Trois jours avant à peine, le 5 juin, la direction du Parti socialiste bulgare, qui soutient le gouvernement Oresharski, donnait pour sûr que le tronçon bulgare du gazoduc aurait été construit malgré le requête de Bruxelles d’arrêter le projet. « Pour nous il est d’une importance vitale », soulignait le vice-président de la commission parlementaire pour l’énergie, Kuiumgiev. Et le président de la Chambre des constructeurs, déclarait que « le South Stream est une bouffée d’oxygène pour les entreprises bulgares ».

Qu’est-il arrivé ? Le projet naît quand, en novembre 2006 (pendant le gouvernement Prodi II), le russe Gazprom et l’italienne Eni signent un accord de partenariat stratégique. En juin 2007 le ministre pour le développement économique, Pierluigi Bersani, signe avec le ministre russe de l’industrie et de l’énergie le mémorandum d’entente pour la réalisation du South Stream. Selon le projet, le gazoduc sera composé d’un tronçon sous-marin de 930 Kms à travers la Mer Noire (en eaux territoriales russes, bulgares et turques) et par un tronçon sur terre à travers Bulgarie, Serbie, Hongrie, Slovénie et Italie jusqu’à Tarvisio (Province d’Udine). De 2008 à 2011 sont conclus tous les accords intergouvernementaux avec les pays traversés par le South Stream.  En 2012 entrent aussi dans la société par actions qui finance la réalisation du tronçon sous-marin l’allemand Wintershall et la française Edf à hauteur de 15% chacun, alors qu’Eni (qui a cédé 30%) détient 20% et Gazprom 50% des actions. La construction du gazoduc commence en décembre 2012, avec l’objectif de lancer la fourniture de gaz pour 2015. En mars 2014, Saipem (Eni) s’adjudique un contrat de 2 milliards d’euros pour la construction de la première ligne du gazoduc sous-marin.

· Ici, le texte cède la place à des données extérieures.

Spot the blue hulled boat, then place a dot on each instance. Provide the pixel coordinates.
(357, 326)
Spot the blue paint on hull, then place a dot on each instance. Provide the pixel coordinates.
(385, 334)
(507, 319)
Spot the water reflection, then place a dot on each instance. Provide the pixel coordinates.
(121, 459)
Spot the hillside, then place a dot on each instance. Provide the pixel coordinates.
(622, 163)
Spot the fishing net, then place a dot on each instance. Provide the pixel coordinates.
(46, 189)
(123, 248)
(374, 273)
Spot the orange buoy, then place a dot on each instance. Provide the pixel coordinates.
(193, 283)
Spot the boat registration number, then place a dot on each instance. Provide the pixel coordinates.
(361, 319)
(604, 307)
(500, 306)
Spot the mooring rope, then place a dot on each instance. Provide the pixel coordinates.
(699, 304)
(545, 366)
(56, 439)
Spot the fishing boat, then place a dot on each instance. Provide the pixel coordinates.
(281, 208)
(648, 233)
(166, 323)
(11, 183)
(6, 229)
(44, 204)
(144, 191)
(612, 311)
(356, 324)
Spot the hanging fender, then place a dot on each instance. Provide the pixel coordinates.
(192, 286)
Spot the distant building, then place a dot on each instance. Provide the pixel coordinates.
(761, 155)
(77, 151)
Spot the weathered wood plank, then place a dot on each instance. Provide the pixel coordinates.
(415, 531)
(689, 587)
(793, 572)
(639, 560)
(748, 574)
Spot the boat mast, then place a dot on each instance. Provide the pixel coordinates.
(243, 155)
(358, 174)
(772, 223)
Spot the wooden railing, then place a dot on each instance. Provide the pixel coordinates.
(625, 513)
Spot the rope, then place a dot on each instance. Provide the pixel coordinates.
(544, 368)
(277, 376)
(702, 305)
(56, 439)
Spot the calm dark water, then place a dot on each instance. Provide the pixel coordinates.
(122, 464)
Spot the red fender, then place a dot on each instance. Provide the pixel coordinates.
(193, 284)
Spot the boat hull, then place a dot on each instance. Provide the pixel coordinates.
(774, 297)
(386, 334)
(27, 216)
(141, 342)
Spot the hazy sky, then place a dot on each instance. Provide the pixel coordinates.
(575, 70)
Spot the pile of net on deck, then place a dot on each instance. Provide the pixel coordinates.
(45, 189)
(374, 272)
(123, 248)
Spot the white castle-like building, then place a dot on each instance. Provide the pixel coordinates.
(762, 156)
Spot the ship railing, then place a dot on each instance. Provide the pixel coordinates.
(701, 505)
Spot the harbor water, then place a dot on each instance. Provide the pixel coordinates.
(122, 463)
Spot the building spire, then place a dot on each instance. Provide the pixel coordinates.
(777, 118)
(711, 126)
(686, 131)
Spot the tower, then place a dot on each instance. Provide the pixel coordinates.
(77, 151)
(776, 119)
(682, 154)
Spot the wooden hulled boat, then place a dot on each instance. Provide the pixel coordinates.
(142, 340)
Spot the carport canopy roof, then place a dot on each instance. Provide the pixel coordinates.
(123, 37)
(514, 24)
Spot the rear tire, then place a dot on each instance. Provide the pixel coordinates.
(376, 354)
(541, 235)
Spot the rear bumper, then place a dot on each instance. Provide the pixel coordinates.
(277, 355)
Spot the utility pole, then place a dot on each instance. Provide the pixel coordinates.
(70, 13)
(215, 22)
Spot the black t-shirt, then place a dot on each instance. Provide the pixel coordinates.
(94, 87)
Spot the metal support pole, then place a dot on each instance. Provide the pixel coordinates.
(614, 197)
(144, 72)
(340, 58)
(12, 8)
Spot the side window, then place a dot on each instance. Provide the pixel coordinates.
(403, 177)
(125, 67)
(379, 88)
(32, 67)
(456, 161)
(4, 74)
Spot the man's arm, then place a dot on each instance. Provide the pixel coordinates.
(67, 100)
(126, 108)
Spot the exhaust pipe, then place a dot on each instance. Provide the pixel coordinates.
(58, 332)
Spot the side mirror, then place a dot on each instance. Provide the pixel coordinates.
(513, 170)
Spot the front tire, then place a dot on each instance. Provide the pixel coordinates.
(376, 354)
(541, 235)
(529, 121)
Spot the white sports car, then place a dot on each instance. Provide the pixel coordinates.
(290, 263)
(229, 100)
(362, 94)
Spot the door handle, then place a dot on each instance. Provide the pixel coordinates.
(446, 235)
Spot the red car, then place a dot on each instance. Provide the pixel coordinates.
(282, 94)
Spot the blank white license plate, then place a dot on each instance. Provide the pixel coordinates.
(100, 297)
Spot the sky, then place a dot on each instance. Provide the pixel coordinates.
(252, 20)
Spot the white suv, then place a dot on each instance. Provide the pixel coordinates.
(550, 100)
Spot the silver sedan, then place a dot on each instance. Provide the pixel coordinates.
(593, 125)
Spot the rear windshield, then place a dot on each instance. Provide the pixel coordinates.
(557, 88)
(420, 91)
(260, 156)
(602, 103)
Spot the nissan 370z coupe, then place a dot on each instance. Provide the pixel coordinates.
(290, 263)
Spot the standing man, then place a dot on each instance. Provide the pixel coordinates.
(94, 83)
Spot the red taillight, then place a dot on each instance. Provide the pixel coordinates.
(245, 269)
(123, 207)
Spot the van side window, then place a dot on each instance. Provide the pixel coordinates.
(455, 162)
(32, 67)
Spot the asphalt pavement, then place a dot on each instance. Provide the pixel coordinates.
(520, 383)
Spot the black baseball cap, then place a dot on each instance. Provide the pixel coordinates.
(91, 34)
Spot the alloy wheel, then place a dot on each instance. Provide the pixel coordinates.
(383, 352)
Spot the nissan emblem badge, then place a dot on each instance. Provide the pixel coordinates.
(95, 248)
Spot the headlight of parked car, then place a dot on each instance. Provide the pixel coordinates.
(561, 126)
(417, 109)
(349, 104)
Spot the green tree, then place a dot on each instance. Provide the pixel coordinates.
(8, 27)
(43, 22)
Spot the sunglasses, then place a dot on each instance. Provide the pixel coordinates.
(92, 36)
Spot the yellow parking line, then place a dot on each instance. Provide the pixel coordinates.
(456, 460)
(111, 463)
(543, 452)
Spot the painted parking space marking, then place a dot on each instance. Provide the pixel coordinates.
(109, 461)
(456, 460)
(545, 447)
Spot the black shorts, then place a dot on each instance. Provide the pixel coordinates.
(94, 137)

Entre temps, cependant, éclate la crise ukrainienne et les Etats-Unis font pression sur les alliés européens pour qu’ils réduisent les importations de gaz et de pétrole russes, qui constituent environ un tiers des importations énergétiques de l’Ue. Premier objectif étasunien (écrivions-nous le 26 mars[1]) : empêcher la réalisation du South Stream. A cet effet Washington exerce une pression croissante sur le gouvernement bulgare. D’abord il le critique pour avoir confié la construction du tronçon bulgare du gazoduc à un consortium dont fait partie la société russe Stroytransgaz, sujette à des sanctions étasuniennes. Sur un ton de chantage, l’ambassadrice étasunienne à Sofia, Marcie Ries, déclare : « Nous avertissons les hommes d’affaires bulgares : qu’ils évitent de travailler avec des sociétés sujettes à des sanctions de la part des USA ». Le moment décisif arrive dimanche dernier à Sofia, quand le sénateur étasunien John McCain, accompagné par Chris Murphy et Ron Johnson, rencontre le premier ministre bulgare en lui transmettant les ordres de Washington. Tout de suite après Plamen Oresharski annonce le blocus des travaux du South Stream.

Affaire emblématique : un projet de grande importance économique pour l’Ue se trouve saboté non seulement par Washington, mais aussi par Bruxelles de la main même du président de la Commission européenne. Nous aimerions savoir ce qu’en pense le gouvernement Renzi, étant donné que l’Italie –comme a prévenu Paolo Scaroni, numéro un de l’Eni- perdrait des contrats de milliards d’euros si le projet South Stream était fossoyé.

Manlio Dinucci

Tommaso di Francesco

 

Edition de mardi 10 juin 2014 de il manifesto

http://ilmanifesto.info/chi-ha-sabotato-il-gasdotto-south-stream/

Traduit de l’italien par Marie-Ange Patrizio



[1] « Le véritable agenda d’Obama », Manlio Dinucci et Tommaso Di Francesco, 26 mars 2014.

 

 

 



A propos :

Manlio Dinucci est géographe et journaliste, ex-directeur exécutif pour l'Italie de l'International Physicians for the prevention of Nuclear War, association qui a reçu le Prix Nobel de la Paix en 1985. Porte-parole du Comitato no Guerra no Nato (Italie) et chercheur associé de Global Research (Canada). Prix international de journalisme 2019 pour Analyse géostratégique du Club de Periodistas de México.